Construction cranes in Beijing. (Adrian Bradshaw / European…)
Urban land expansion in the first 30 years of this century may exceed all previous development throughout history, and will carry dire consequences for endangered species and sensitive habitat, a recent study says.
With urban areas across the globe expanding at a rate twice that of population growth, environmental scientists predicted that new development could cover an area roughly the size of South Africa by 2030. Nearly half that anticipated development would occur in Asia, with China and India making up the majority.
The study, published Monday in the science journal PNAS, used satellite imagery from NASA, United Nations' population projections and economic forecasts to gauge future expansion of the planet’s urban footprint. This development, the authors wrote, threatened the loss of 40% of the species in some of the planet’s most biologically diverse areas and would reduce the planet’s ability to store the greenhouse gas carbon dioxide by eliminating vast tracts of vegetation.
“Cities now are developing in ways that are quite different from cities of 100 and 200 years ago,” said Karen Seto, a study author and associate professor of urban environment at the Yale School of Forestry and Environmental Studies. “Cities are growing at an incredibly fast rate. Fifty years ago we had two mega-cities of 10 million, and right now we have 19 mega-cities. In another 30 years we’re adding about another 10 more mega-cities. The rate at which these cities are developing is unprecedented.”
Urban expansion would likely encroach upon or destroy habitats for 139 amphibian species, 41 mammal species and 25 bird species that are either on the critically endangered or endangered lists of the International Union for Conservation and Nature.

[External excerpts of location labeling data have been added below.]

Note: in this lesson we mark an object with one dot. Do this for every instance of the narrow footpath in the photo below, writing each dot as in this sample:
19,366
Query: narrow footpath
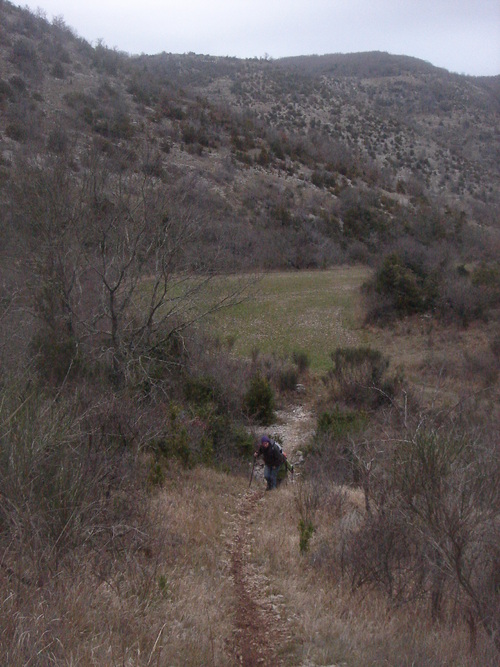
259,631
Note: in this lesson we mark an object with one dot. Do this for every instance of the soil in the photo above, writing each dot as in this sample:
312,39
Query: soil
259,631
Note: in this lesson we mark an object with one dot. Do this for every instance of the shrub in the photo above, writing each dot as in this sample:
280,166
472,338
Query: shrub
259,400
410,291
359,377
340,423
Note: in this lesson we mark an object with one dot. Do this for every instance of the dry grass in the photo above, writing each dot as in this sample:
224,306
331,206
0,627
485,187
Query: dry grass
329,624
172,601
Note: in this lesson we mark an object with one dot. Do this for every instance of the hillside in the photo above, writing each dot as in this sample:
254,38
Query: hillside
195,251
300,162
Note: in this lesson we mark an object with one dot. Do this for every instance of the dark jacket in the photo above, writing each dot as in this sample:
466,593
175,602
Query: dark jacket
272,455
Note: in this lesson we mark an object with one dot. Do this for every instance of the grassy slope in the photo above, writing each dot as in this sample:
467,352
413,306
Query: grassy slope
314,311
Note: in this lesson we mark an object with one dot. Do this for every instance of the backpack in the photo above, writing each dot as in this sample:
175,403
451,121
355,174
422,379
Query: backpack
286,466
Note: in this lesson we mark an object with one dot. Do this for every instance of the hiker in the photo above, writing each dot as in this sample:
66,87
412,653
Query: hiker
274,461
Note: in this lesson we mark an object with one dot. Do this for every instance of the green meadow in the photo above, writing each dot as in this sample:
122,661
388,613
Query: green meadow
310,311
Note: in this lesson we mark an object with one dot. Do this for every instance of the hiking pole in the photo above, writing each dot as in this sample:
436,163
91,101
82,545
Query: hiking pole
253,468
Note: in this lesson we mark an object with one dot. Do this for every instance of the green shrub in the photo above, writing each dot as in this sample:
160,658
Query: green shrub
340,423
410,291
259,400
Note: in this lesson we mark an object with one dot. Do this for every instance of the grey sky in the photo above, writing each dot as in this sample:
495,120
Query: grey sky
460,35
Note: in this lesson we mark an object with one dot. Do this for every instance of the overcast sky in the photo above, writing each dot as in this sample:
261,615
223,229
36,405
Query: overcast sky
461,35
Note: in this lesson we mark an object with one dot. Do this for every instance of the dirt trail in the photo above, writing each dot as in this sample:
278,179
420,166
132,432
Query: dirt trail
259,631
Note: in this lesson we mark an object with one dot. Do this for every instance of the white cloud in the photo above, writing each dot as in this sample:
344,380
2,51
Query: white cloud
461,35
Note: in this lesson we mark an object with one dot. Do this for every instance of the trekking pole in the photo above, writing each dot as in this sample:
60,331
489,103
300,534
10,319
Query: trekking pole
253,468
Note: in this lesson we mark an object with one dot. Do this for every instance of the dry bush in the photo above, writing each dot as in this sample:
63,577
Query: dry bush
156,591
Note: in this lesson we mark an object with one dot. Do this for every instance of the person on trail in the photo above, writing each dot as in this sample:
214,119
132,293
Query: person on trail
274,460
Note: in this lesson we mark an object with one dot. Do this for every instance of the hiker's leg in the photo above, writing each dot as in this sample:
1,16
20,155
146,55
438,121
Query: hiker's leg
274,477
268,476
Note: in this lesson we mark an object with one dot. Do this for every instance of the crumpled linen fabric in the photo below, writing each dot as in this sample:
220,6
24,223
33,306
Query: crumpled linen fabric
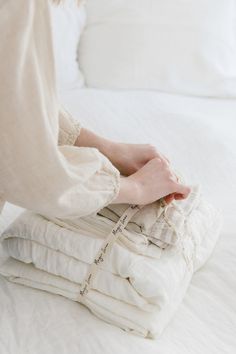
135,288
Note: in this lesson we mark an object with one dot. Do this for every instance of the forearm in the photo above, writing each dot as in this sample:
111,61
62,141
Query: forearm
87,138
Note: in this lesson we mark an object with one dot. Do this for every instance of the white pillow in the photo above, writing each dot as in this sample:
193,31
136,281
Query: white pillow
68,21
180,46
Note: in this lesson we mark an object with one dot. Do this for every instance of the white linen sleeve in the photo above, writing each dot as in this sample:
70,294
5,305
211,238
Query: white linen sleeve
36,173
69,128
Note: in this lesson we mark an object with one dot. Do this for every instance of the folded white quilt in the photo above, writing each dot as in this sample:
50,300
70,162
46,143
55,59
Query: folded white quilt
138,287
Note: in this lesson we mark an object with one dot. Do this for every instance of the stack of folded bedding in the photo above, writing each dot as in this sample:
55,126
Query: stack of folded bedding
140,282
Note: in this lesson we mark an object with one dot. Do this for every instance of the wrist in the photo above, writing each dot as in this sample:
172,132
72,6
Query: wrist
130,192
87,138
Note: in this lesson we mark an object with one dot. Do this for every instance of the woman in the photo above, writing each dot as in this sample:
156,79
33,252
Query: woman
48,162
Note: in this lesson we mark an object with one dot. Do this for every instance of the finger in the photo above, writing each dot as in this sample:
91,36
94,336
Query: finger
183,190
169,198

In China, urban expansion is forecasted to create a 1,100-mile coastal urban corridor from Hangzhou to Shenyang, the authors wrote. In India, expansion is expected to cluster around seven state capitals.

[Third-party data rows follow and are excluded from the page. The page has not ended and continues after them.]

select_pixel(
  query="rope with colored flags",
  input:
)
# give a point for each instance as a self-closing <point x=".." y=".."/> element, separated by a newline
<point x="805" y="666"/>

However, the highest rate of urban cover is expected to occur in Africa, where it is expected to grow by almost 600%. High growth areas there include the Nile River in Egypt; the coast of West Africa on the Gulf of Guinea; the northern shores of Lake Victoria in Kenya and Uganda; northern Nigeria and Addis Ababa, Ethiopia.
In North America, urban land cover is expected to double by 2030.
Although urban areas comprise a very small area of the planet’s total surface area, their impact reaches far beyond urban borders, the authors wrote. Cities often look to rural areas for critical resources such as water, waste disposal and fuel. City dwellers also consume more meat and dairy products than rural residents, creating further demands.
The authors recommended that policy makers and urban designers consider these impacts in effort to guide development.
“The full environmental impacts will not be confined to urban boundaries and will largely be felt elsewhere,” the authors wrote.